Where you have appointed a proxy using the hard-copy proxy form and would like to change the instructions
using another hard-copy proxy form, please contact Neville Registrars Limited, Neville House, Steelpark Road,
Halesowen, B62 8HD.
If you submit more than one valid proxy appointment, the appointment received last before the latest time for
the receipt of proxies will take precedence.
Termination of proxy appointments
11. In order to revoke a proxy instruction, you will need to inform the Company using one of the following methods:
a.
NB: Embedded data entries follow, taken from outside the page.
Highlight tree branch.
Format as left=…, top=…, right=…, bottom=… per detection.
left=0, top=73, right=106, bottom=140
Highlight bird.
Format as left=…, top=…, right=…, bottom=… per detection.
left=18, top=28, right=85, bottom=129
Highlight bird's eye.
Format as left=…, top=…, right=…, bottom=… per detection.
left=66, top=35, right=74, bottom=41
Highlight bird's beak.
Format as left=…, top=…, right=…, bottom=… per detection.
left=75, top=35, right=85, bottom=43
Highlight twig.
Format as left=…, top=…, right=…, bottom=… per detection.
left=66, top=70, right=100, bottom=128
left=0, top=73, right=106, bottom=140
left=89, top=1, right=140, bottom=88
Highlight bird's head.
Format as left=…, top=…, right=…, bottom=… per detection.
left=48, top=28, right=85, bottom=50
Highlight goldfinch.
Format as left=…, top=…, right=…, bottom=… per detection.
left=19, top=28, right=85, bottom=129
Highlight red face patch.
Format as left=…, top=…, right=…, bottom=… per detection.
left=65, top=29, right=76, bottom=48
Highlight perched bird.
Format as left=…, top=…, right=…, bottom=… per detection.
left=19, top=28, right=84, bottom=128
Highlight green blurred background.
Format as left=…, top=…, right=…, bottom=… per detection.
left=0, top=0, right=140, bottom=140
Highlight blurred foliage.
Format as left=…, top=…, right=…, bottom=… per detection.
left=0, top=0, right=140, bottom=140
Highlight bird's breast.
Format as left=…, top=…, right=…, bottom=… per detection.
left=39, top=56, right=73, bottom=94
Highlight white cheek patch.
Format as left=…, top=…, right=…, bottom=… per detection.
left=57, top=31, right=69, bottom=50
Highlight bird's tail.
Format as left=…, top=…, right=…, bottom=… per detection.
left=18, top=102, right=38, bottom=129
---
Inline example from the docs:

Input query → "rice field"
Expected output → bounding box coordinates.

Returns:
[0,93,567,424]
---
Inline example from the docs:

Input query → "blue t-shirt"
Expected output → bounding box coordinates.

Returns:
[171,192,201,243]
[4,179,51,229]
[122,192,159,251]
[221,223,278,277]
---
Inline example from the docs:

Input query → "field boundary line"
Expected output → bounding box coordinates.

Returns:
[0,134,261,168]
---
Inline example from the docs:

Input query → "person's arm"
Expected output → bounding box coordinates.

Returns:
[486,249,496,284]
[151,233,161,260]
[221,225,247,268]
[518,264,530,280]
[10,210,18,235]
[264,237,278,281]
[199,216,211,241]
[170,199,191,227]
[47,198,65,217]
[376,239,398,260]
By sending a signed hard copy notice clearly stating your intention to revoke your proxy appoint to Neville
Registrars Limited, Neville House, Steelpark Road, Halesowen, B62 8HD.
b.
In the case of a member which is a company, the revocation notice must be executed under its common seal
or signed on its behalf by an officer of the Company or an attorney for the company. Any power of attorney
or any other authority under which the revocation notice is signed (or a duly certified copy of such power of
authority) must be included with the revocation notice.
In either case, the revocation notice must be received by the Neville Registrars Limited, Neville House, Steelpark
Road, Halesowen, B62 8HD, not later than 48 hours before the time appointed for the Meeting.
Appointment of a proxy does not preclude you from attending the Meeting and voting in person. If you have
appointed a proxy and attend the Meeting in person, your proxy appointment will automatically be terminated.
Issued shares and total voting rights
12. As at 30 June 2020 the Company’s issued share capital comprised of 8,548,878 ordinary shares of 5p each which
includes 7,374 shares held in treasury. Each ordinary share carries the right to one vote at a general meeting of
the Company and, therefore, the total number of voting rights in the Company as at 2 July 2019 8,541,504.
Documents on display
13. The following documents will be available for inspection at the place of the Annual General Meeting prior to the
meeting until the time of the Meeting and for at least 15 minutes prior to the meeting:
a. The register of Directors’ interests in the share capital and debentures of the Company; and
b. Copies of service agreements under which Directors of the Company are employed
c. The full rules of the LTIP
d. The full rules of the CSOP
e. Copies of the new Articles of Association of Solid State PLC Company No 00771335.